Rebalancing Mel-frequency Cepstrum and parallel fusion model for surface hardness monitoring of laser shock peening using acoustic emission

Laser shock peening (LSP) technology is commonly used to strengthen and extend the life of components such as aero-engine compressor blades. Online monitoring of the LSP process using acoustic emission (AE) technology is crucial for improving its reliability and consistency. However, it is still challenging to obtain the accurate monitoring due to the high sampling rate of AE with wide frequency band, complex propagation behavior of AE elastic waves and difficulty in accurately characterizing subsurface plastic deformation. In this paper, we propose a new method for surface hardness monitoring of LSP based on AE and different degree of plastic deformation both for TC4 titanium alloy and 7075 aluminum alloy with experimental study. Firstly, interval bimodal difference D_iJ and interval bimodal slope K_iJ of the power spectral density (PSD) of AE signal was proposed to quantitatively characterize the degree of plastic deformation of those two types of materials after LSP before revealing the nonlinear correlation between LSP-AE and the variation of microscopic properties of LSP subsurface material's. Then, a new lightweight Transformer Parallel Fused Partial Convolutional Neural Networks (TPFPCNN) driven by Rebalancing Mel Frequency Cepstrum (RMFC) is proposed to identify six types of surface hardness of LSP based on AE. The proposed RMFC can adaptively rebalance the filter bank of the conventional linear Mel frequency domain to enhance the key information of LSP-AE while weakening the less-key time–frequency area.
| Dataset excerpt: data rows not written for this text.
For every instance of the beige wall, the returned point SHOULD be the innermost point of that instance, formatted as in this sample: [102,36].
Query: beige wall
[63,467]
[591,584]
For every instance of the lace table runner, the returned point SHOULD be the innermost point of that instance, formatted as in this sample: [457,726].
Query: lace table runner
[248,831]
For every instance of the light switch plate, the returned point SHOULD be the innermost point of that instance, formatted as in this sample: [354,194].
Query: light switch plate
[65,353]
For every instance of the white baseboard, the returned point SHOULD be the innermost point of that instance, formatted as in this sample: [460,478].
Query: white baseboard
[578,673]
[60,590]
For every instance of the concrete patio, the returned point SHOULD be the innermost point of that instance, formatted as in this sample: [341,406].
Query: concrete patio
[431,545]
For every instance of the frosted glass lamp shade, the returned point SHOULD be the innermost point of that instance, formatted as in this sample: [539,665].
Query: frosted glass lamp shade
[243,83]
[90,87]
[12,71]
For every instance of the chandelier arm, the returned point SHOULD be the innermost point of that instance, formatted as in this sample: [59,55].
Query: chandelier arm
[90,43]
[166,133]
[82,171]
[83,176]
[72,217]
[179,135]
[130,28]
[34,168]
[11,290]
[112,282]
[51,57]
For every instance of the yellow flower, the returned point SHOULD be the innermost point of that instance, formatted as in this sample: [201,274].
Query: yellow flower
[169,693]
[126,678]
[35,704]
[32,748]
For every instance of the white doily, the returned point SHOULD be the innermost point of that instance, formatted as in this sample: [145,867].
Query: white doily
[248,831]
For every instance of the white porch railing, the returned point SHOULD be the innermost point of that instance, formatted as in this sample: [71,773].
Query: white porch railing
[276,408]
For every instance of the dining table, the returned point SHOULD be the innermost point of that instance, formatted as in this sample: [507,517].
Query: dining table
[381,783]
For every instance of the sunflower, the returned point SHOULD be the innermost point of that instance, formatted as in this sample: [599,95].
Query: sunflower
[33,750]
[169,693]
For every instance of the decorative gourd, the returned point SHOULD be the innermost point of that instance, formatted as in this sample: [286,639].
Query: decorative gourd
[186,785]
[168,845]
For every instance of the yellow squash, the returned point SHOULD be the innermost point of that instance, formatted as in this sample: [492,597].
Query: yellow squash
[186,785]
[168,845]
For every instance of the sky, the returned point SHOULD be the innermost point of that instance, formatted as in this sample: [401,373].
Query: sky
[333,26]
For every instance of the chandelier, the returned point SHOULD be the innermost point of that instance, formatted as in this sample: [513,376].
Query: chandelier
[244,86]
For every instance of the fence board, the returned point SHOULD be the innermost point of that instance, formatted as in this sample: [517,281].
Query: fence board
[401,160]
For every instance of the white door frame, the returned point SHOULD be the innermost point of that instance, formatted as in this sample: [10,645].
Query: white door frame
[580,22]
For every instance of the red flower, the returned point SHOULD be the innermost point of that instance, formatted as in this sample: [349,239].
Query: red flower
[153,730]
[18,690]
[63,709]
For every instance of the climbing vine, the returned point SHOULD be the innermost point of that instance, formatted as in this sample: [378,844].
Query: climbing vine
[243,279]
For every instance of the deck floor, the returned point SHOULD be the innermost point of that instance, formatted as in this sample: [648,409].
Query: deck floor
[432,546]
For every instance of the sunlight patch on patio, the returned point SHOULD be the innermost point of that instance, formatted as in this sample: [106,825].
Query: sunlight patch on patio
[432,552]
Moreover, careful comparisons and discussions were performed with Linear Frequency Spectrogram (LFS) and Mel Frequency Cepstrum (MFC) as well as TC4 titanium alloy and 7075 aluminum alloy under different LSP parameters. Finally, a strict quantitative comparison was made between TPFPCNN and four other state-of-the-art models in terms of the calculation complexity and mean test accuracy before feature visualization of the parallel fusion model and its explanation related to of the LSP process.